STP vs RSTP convergence times

in CCNA & CCENT
Am I right in thinking the following?
STP:
Hello time = 2 secs
Max Age = 20 secs
Listening = 15 secs
Learning = 15 secs
= 52 secs to convergence
RSTP:
3 missed BDPUs @ 2 sec each = 6 secs
Learning (no listening) = 15 secs
= 21 secs to convergence
Also, are there any differences between STP blocking port, and RSTP alternate port. Or is just a naming thing?
thanks
STP:
Hello time = 2 secs
Max Age = 20 secs
Listening = 15 secs
Learning = 15 secs
= 52 secs to convergence
RSTP:
3 missed BDPUs @ 2 sec each = 6 secs
Learning (no listening) = 15 secs
= 21 secs to convergence
Also, are there any differences between STP blocking port, and RSTP alternate port. Or is just a naming thing?
thanks
Comments
STP
The hello time is 2 seconds. The Max Age Timer is 10x the the hello timer. This is important. Because it's not always 20 seconds, it's 20 seconds because the hello timer is 2 seconds.

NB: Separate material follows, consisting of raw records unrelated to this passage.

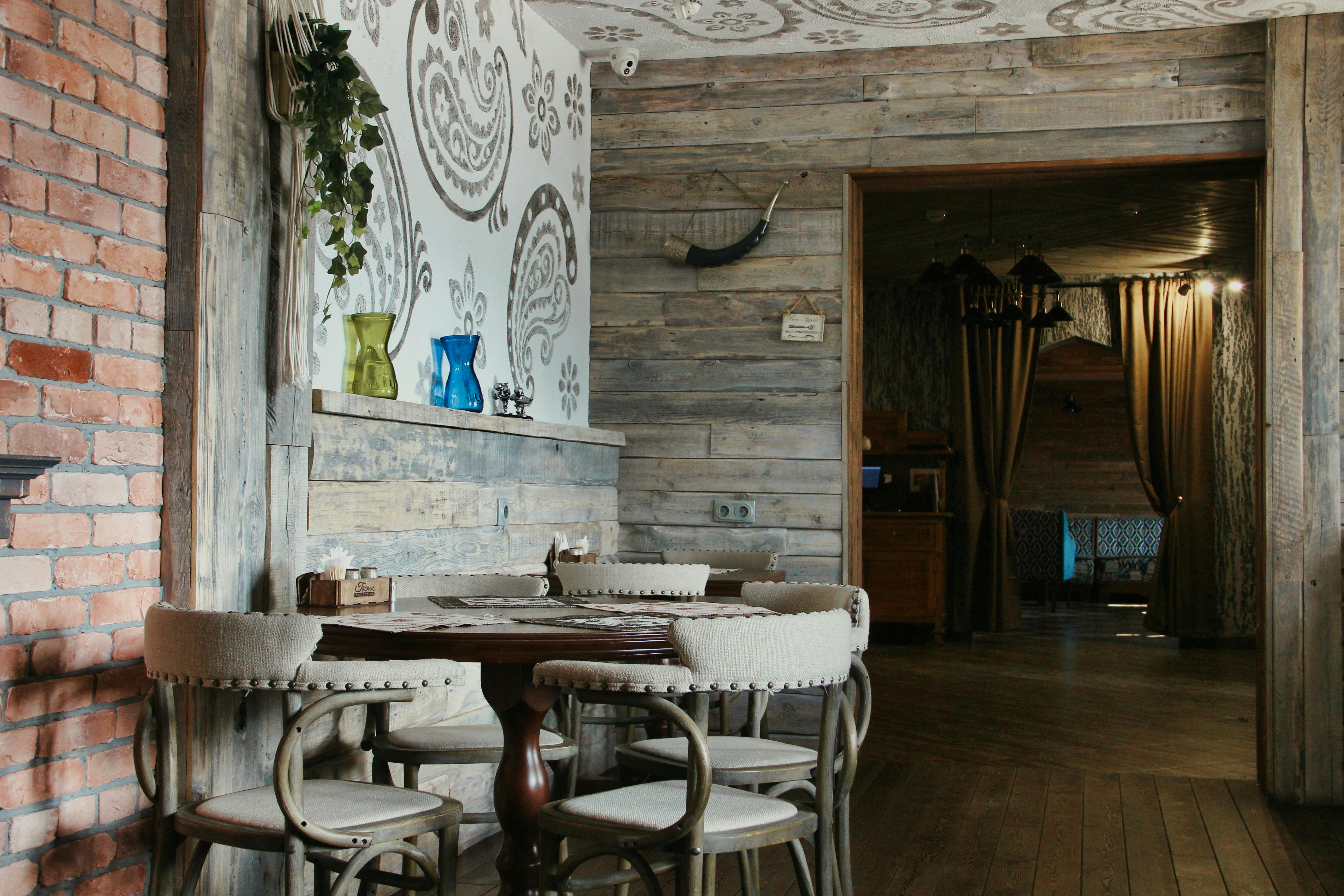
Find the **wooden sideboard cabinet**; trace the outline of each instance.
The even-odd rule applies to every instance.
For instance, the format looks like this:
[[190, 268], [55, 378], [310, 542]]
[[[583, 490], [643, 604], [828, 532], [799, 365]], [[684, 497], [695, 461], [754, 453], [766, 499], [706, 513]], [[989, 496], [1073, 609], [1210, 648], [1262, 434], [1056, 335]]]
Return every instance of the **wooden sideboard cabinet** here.
[[863, 587], [874, 622], [931, 623], [942, 642], [950, 513], [864, 513]]

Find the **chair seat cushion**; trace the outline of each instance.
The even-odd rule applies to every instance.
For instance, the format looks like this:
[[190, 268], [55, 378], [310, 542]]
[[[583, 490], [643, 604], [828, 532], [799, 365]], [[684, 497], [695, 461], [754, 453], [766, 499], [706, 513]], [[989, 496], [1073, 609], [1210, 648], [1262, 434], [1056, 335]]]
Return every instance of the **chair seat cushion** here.
[[[398, 728], [380, 737], [399, 750], [503, 750], [504, 729], [499, 725], [426, 725]], [[542, 729], [542, 747], [564, 743], [554, 731]]]
[[[715, 768], [763, 768], [817, 762], [816, 750], [778, 740], [766, 740], [765, 737], [715, 735], [706, 737], [706, 740], [710, 744], [710, 764]], [[630, 750], [638, 750], [659, 759], [685, 763], [685, 737], [636, 740], [630, 744]]]
[[[569, 815], [593, 821], [659, 830], [676, 823], [676, 819], [685, 814], [685, 782], [657, 780], [620, 787], [566, 799], [558, 809]], [[710, 789], [710, 805], [704, 810], [704, 832], [715, 834], [769, 825], [797, 814], [798, 807], [784, 799], [714, 785]]]
[[[438, 809], [442, 798], [418, 790], [355, 780], [305, 780], [304, 814], [324, 827], [359, 829], [382, 821]], [[253, 787], [211, 797], [196, 806], [202, 818], [227, 821], [269, 832], [284, 832], [285, 817], [274, 787]]]

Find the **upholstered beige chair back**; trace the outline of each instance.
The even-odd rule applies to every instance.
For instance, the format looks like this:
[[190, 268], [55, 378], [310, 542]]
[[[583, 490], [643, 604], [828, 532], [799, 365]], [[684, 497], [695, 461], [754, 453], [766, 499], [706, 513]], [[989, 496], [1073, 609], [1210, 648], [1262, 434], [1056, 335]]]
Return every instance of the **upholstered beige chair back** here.
[[742, 586], [742, 602], [775, 613], [847, 610], [853, 621], [853, 649], [868, 649], [868, 592], [863, 588], [814, 582], [747, 582]]
[[669, 639], [699, 688], [775, 690], [847, 680], [851, 627], [847, 610], [677, 619]]
[[207, 688], [288, 689], [321, 637], [316, 617], [176, 610], [160, 603], [145, 614], [145, 672]]
[[398, 575], [396, 599], [403, 598], [540, 598], [550, 583], [539, 575]]
[[780, 556], [774, 551], [664, 551], [664, 563], [704, 563], [714, 570], [769, 572]]
[[564, 594], [703, 596], [703, 563], [556, 563]]

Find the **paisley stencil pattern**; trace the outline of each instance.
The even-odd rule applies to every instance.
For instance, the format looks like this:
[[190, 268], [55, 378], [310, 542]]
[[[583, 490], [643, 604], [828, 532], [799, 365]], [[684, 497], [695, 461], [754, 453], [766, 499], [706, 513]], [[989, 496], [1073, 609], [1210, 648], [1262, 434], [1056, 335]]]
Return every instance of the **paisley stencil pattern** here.
[[579, 259], [564, 197], [542, 184], [523, 210], [508, 279], [508, 361], [513, 383], [536, 396], [534, 353], [548, 367], [555, 339], [570, 325], [570, 287]]
[[1265, 0], [1070, 0], [1051, 9], [1046, 21], [1060, 34], [1097, 34], [1224, 26], [1305, 16], [1314, 11], [1313, 4], [1300, 0], [1279, 4]]
[[[474, 16], [473, 16], [474, 17]], [[466, 220], [508, 224], [513, 90], [501, 47], [482, 56], [462, 0], [417, 0], [406, 46], [415, 145], [439, 199]]]
[[[368, 81], [368, 73], [362, 70]], [[372, 83], [370, 81], [370, 83]], [[359, 312], [391, 312], [396, 314], [392, 333], [387, 340], [388, 355], [396, 357], [406, 341], [406, 330], [415, 310], [415, 302], [427, 293], [434, 282], [429, 262], [429, 244], [425, 228], [411, 212], [410, 192], [406, 187], [406, 173], [402, 169], [401, 152], [387, 114], [376, 118], [383, 134], [383, 145], [372, 152], [359, 150], [358, 160], [374, 169], [374, 200], [368, 206], [368, 232], [360, 236], [368, 255], [358, 274], [349, 277], [333, 296], [335, 310], [341, 314]], [[331, 282], [324, 271], [331, 263], [331, 255], [321, 244], [331, 232], [325, 212], [313, 222], [319, 239], [313, 240], [317, 250], [317, 283]], [[319, 324], [314, 337], [325, 344], [328, 328], [335, 339], [341, 334], [340, 317], [333, 313], [327, 324]]]
[[[476, 290], [476, 269], [472, 267], [472, 257], [466, 257], [466, 271], [462, 274], [462, 282], [456, 279], [448, 281], [448, 297], [453, 305], [453, 313], [461, 318], [462, 324], [453, 328], [453, 333], [474, 333], [481, 336], [481, 328], [485, 325], [485, 293]], [[485, 340], [482, 339], [476, 344], [476, 363], [485, 367]]]
[[805, 11], [855, 26], [878, 28], [941, 28], [988, 16], [995, 11], [989, 0], [798, 0]]
[[383, 36], [383, 9], [396, 0], [340, 0], [340, 17], [359, 21], [375, 47]]

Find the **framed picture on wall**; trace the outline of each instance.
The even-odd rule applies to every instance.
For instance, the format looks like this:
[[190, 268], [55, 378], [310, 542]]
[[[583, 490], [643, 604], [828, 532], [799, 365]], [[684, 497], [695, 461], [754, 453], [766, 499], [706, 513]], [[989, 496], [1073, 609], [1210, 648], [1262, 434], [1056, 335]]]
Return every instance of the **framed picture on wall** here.
[[941, 469], [910, 469], [910, 494], [921, 496], [921, 504], [929, 506], [930, 510], [942, 512], [942, 470]]

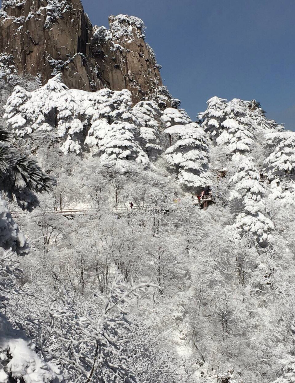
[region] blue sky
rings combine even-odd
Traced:
[[[165,85],[193,119],[213,96],[255,98],[295,130],[294,0],[82,2],[93,24],[143,19]]]
[[[259,101],[295,130],[294,0],[82,0],[93,24],[142,18],[162,77],[193,119],[217,95]]]

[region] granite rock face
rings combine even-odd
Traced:
[[[126,88],[134,103],[150,98],[162,83],[143,23],[123,15],[109,22],[108,30],[93,27],[80,0],[3,0],[0,53],[43,84],[61,72],[70,88]]]

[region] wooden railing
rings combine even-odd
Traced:
[[[210,198],[205,198],[203,199],[201,199],[199,200],[197,197],[194,197],[192,198],[192,204],[194,205],[198,205],[202,206],[205,205],[205,203],[213,202],[213,200]],[[180,201],[180,200],[176,200],[175,203],[178,203]],[[155,206],[152,206],[150,205],[134,205],[132,208],[130,206],[115,206],[112,208],[100,208],[99,210],[95,208],[85,208],[83,209],[65,209],[58,210],[54,210],[52,211],[53,213],[56,213],[59,214],[61,214],[65,217],[70,217],[77,214],[87,214],[93,213],[95,214],[99,213],[101,210],[112,210],[113,211],[123,212],[126,210],[140,210],[144,211],[146,210],[150,210],[155,209]],[[20,211],[11,211],[11,214],[13,217],[17,217],[19,215]]]

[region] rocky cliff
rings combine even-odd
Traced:
[[[80,0],[3,0],[2,60],[42,83],[61,72],[70,88],[129,89],[135,103],[162,85],[159,67],[146,44],[140,19],[119,15],[109,29],[94,27]]]

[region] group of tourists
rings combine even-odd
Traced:
[[[193,201],[196,196],[194,194],[192,194],[192,199]],[[201,201],[204,200],[208,200],[212,198],[212,193],[211,191],[203,190],[201,192],[200,194],[197,194],[197,198],[198,199],[198,202],[200,202]]]

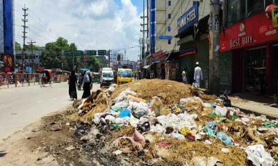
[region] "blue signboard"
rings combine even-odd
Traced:
[[[13,55],[14,28],[13,0],[4,0],[3,2],[3,32],[4,52],[6,54]]]
[[[170,40],[173,38],[172,36],[171,35],[157,35],[156,36],[156,39],[167,39],[167,40]]]
[[[3,0],[0,0],[0,54],[4,53],[4,29],[3,29]]]
[[[193,1],[193,6],[178,19],[179,34],[184,32],[187,28],[198,22],[198,16],[199,2]]]
[[[156,52],[156,0],[151,0],[149,3],[149,47],[150,53],[153,54]]]

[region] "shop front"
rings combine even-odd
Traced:
[[[277,93],[278,28],[265,13],[224,29],[220,49],[231,57],[233,92]]]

STP has 4 states: blocking, listening, learning and then forwarding.
Once a port is in blocking state, it stays there for 20 seconds. Then moves onto listening at 15 seconds, then learning at 15 seconds. That's where you get your 50 seconds.
RSTP
The max age is 3x the hello. So a max of 6 seconds. There's no blocking port in RSTP. It's discarding state. Discarding replaces blocking and listening. So you only have discarding, learning and forwarding.
The main difference in RSTP is that all bridges can send BPDU, not jsut the root.
So in the instance of a switch goes down, any switch that has a link connected to it will notice (as its link has gone down) this switch will then bring up its alternitive port and send out a BPDU to nebiour switchs still alive to say it has done so. (so no timer need to time out, this happens almost instancley). this BPDU then travel through the network update all other switchs resulting in sub second fail over and covergence of the network.
The hello times do some times come in to play, but in theroy for most switch and link failers in a RSTP network, failover and down time is limited to < 1sec.
That's an important point. The BPDU's come from all switches with RSTP whereas with STP it come from the root down to the switches.
cheers
Do the CCNP SWITCH exam and you will learn all
the forward dealy is not normal used. RSTP is much more of an active process between all switchs in a network.
They handsake on ports so check they can bring them to a forwarding state before they bring them up (but this takes millisecionds) they also only flush mac address on the ports that have failed, so when bringin up an alternitive port, they still know all mac address on any other port they still have up. They don't need a long learning phase, as the inpact of re-learning mac address is less. (plus switchs are much faster).
But this really is a CCNP topic, if you look in to uplink fast and backbone fast in common STP. This is the kind of thing that runs network wide on RSTP.
The forward (listing / learning) delay is generaly brought in to use when RSTP meets STP. and it has to fall back to using the STP timers.